While there was one man who put 28 bullets in Salman Taseer’s body, there were tens of thousands gushing to the streets in their zealous mania yesterday. Don’t jump for joy, Pakistan. Deliberate over why monsters like Mumtaz Qadri are allowed to germinate in your country at an alarming rate in the first place. Ask yourself why the bar association in our capital led the charge in calling for the protests, or why our information minister was assailed by angry “clerics” at an airport, or why – and this one is my favourite – the head of the largest Islamic party in Pakistan, Jamaat-e-Islami, personally led Mumtaz Qadri’s funeral prayers in absentia.

We must ask tough questions of our representatives in the government, armed forces, bureaucracy, judiciary, and perhaps most importantly, ourselves. Why do we consistently receive impressive, yet unverifiable, statistics from the battlefront in the tribal areas, while the man who openly lends allegiance to our opponents, Abdul Aziz, is allowed to thrive in Islamabad? Why have we promoted Mumtaz Qadri from “ghazi” to “shaheed” while his mentor and inspiration, Hanif Qureshi, roams scot-free? Why do we condemn the terrorists’ means but can’t bring ourselves to publicly denounce their ends?

For all those concerned (you know who you are), it has been said time and time again, and I will repeat it for good measure: Outwardly battling terrorism while inwardly nurturing extremism will only make things worse — also known as the curious case of fighting the symptoms while ignoring (at best) the disease.

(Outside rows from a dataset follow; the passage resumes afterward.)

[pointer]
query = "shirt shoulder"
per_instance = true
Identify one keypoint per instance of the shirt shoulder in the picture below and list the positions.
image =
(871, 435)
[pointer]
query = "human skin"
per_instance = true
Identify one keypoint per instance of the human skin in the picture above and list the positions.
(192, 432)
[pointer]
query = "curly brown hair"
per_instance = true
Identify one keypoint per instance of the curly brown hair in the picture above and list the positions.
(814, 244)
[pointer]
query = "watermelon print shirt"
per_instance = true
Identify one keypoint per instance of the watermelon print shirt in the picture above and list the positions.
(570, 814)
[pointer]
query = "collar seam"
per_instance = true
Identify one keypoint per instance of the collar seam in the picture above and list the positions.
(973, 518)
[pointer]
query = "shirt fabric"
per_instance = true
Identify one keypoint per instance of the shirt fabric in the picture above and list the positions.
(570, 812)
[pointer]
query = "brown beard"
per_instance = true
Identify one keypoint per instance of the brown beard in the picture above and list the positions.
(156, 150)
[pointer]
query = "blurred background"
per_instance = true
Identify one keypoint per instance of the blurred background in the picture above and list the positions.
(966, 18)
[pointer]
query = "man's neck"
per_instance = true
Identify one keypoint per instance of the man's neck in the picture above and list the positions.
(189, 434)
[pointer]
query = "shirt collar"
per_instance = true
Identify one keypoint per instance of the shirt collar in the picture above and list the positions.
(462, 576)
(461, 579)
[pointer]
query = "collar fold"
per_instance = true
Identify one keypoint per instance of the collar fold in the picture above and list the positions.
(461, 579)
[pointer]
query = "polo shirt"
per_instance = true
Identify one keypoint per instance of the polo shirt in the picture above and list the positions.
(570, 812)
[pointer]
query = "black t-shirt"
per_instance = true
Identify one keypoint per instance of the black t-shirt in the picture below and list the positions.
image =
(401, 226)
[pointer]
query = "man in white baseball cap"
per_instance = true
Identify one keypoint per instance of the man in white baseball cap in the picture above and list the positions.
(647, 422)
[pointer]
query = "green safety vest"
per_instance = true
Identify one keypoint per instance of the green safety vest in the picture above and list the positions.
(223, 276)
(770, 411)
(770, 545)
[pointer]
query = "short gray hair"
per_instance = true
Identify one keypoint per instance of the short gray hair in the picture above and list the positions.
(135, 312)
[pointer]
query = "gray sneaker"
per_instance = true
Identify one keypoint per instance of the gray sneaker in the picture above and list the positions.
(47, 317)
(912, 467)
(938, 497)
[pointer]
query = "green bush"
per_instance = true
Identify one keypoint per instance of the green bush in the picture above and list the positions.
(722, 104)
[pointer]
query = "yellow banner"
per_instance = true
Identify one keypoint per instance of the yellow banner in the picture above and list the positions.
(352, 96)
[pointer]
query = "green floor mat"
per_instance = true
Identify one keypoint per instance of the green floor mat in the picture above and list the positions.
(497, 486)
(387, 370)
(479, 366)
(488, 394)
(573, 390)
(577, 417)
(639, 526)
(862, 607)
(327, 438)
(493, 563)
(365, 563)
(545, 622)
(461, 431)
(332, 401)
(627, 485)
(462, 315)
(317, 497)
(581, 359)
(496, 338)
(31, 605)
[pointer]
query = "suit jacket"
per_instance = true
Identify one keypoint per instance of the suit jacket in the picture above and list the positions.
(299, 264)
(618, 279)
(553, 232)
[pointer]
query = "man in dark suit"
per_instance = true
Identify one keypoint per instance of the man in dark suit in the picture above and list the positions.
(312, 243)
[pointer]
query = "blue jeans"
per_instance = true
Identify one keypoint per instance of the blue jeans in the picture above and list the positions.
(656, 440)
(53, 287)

Perhaps we could exert more pressure on our representatives in Parliament to retake control of the narrative of religion that has been so carelessly handed over to any cleric with a red mosque. Maybe they could cut short their nap to make some advances on the National Action Plan (NAP) by, say, actually regulating madrassahs as planned, or not allowing banned outfits to resurface under different names. Stricter and swifter action could be taken against individuals like Mumtaz Qadri who take the law in their hands under the cloak of religiosity, while somebody could once and for all earnestly tackle the dismal state of our school curriculum.

Fortunately or otherwise, being citizens of Pakistan, it falls on us to remind our representatives of their duties when they forget them and push them to completion. Otherwise, at least as individual members of civil society, promoting a culture of tolerance, human dignity and plurality might be a better use of our time than drawing sadistic pleasure out of frenzied calls for blood. That’s what the Taliban do.